Al plantear la radicalidad del ser humano como ser natural humano
y como sujeto, podría entenderse el marxismo como un humanismo. Humanismo
porque promueve una crítica y una lucha contra la alienación del ser humano,
que tiene como fin acabar con su explotación, con su conversión en cosa, y
lograr su liberación.. Porque
niega la existencia de un ser distinto y superior a la naturaleza y al ser
humano. Por último, es un humanismo en cuanto que Marx afirma (sobre todo en el
período juvenil, al que pertenecen los Manuscritos), que el ser humano es el
principio de la sociedad, el sujeto de la historia y, en consecuencia, la base
explicativa de su concepción teórica del mundo y de la historia. Pero junto a
la radicalidad del ser humano como sujeto, se da también su relacionalidad y su
carácter de resultado, en cuanto el ser humano es el conjunto de las relaciones
sociales, con lo que podría considerarse resultado de un todo que lo configura y
explica. Y si es resultado, difícilmente puede ser principio teórico-científico
de explicación de la sociedad y de la historia (humanismo).
La integración y superación de
esta aparente contradicción puede entenderse a partir del materialismo
histórico, la teoría científica propuesta por Marx para explicar la estructura
y el cambio de las sociedades. De ella podemos extraer las siguientes tres
tesis:1) El factor determinante de historia es la relación entre las fuerzas
productivas y las relaciones de producción. La historia consiste, en último
término, en el proceso real de la producción material de la vida, la sucesión
de los modos de producción. El motor de la historia es, pues, la lucha de
clases. 2) En la historia, en la determinación y la configuración de su
desarrollo se da una relación dialéctica entre la infraestructura (estructura
económica) y la sobreestructura, si bien el fundamento económico constituye, en
última instancia, el principio de explicación. 3) El vector o fin al que se
dirige la historia es la desaparición de las clases y la instauración del
comunismo, como ya nos deja Marx anunciado en este texto. La marcha de la
historia, acelerada por la acción del proletariado, finalizará en una sociedad
comunista, acabando con las alienaciones y permitiendo la realización total del
ser humano. Pero ello no podría suceder si el proletariado, la clase
social explotada y alienada, no asume esa condición de sujeto revolucionario.
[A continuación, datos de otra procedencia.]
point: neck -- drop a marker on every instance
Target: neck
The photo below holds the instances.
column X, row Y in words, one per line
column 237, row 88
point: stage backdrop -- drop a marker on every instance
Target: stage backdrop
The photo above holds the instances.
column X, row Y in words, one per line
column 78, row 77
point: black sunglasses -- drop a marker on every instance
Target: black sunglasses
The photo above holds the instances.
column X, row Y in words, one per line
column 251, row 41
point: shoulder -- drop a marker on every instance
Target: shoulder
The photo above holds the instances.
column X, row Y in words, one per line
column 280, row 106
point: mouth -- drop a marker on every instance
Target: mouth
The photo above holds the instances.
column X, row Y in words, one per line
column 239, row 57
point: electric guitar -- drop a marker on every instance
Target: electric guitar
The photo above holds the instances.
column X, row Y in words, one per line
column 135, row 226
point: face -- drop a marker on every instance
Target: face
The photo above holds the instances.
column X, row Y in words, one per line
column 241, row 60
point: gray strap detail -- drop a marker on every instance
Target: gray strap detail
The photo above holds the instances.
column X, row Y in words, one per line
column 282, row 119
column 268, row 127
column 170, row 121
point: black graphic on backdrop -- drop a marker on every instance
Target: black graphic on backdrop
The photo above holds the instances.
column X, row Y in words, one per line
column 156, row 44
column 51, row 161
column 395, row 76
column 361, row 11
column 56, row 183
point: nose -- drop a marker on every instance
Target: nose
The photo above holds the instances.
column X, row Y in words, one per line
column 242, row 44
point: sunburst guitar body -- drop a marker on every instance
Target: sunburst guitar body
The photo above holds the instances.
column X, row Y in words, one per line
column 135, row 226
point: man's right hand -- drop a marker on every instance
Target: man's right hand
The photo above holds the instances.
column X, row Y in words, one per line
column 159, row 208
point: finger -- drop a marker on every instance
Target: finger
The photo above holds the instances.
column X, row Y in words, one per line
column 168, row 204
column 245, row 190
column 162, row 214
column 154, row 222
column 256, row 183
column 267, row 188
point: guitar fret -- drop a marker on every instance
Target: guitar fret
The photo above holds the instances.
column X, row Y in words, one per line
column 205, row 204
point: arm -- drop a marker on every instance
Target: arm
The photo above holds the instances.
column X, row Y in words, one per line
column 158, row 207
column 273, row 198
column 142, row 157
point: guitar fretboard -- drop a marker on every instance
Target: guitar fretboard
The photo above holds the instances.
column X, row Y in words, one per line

La síntesis entre humanismo y dialéctica de la historia surge, por tanto, con
la posibilidad de que los individuos que componen el proletariado, adquiriendo
conciencia de su situación, conciencia de clase, puedan superar el estado de
alienación y conciencia ideologizada accediendo al ideal revolucionario. El
comunismo sería la plena emancipación y apropiación por parte del ser humano de
su esencia genérica. En esto consiste el comunismo desarrollado que Marx
propone en el manuscrito tercero tras criticar otras propuestas de comunismo y
las realizadas por los socialistas utópicos, cuestión también planteada por
Marx en este texto que he comentado.